I'm wearing a hat all the time nowadays, but it's similar to the emperor's new clothes. You can't see it. I can't even see it, but I can feel it. Constantly.
It's sadness. My sadness hugs my head like a cloche. I'm feeling so alone and missing the babies. Phone calls and cards aren't enough.
I had a delightful visit last Sunday with my dear friend Judy, who was my closest friend in D.C. There is a gift of music between us that's rare and wonderful. She is encouraging me to move to Sarasota, and I'm tempted. United flies direct from Tampa to Pittsburgh, and for a reasonable price(!). I love Sarasota, having spent two years there when the boys were two and four. But I really wouldn't be in any different position that I am here. I would have friends, I would have a job, I would have a home. But I wouldn't have family. (But I could get to my family easily. Is that enough of a change to make the move worthwhile?)

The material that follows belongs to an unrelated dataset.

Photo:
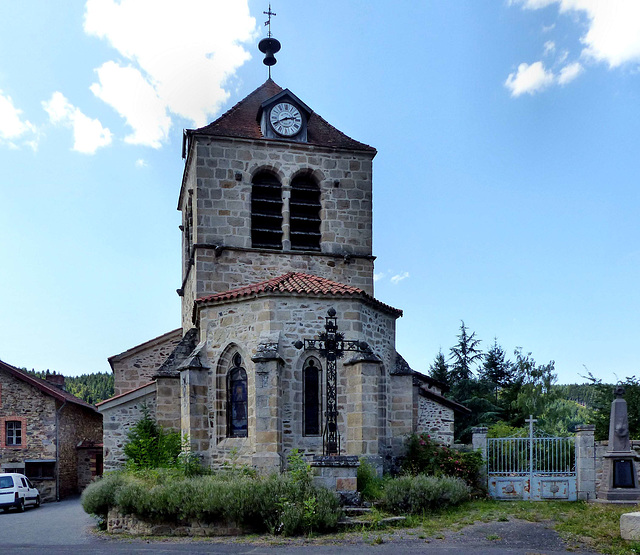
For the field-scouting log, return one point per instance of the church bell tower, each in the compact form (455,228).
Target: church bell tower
(271,187)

I came away from the weekend in Orlando just thinking and feeling that I want to be in Youngstown.
My boss told me this week that she has something up her sleeve for me. She knows of a job that's open and she's recommending me for that position. I would be her peer - a web strategist. I would still be a contractor, but I'd be working for a woman in Los Angeles, so it wouldn't matter where I lived. I could live in Tucson until I sell the houses, then I could live wherever I want. This is very intriguing, and something over which I have no control, so I must just keep putting one foot in front of the other and doing a good job to gain more accolades.
Tomorrow, Easter, I will take off my sadness hat and put on a sunny Easter hat. And a great big Easter basket of thanks to my friend Gail Remaly who has invited me to join her family for Easter dinner.
If there's still snow on the ground where you're reading this, I send you a virtual bouquet of daffodils!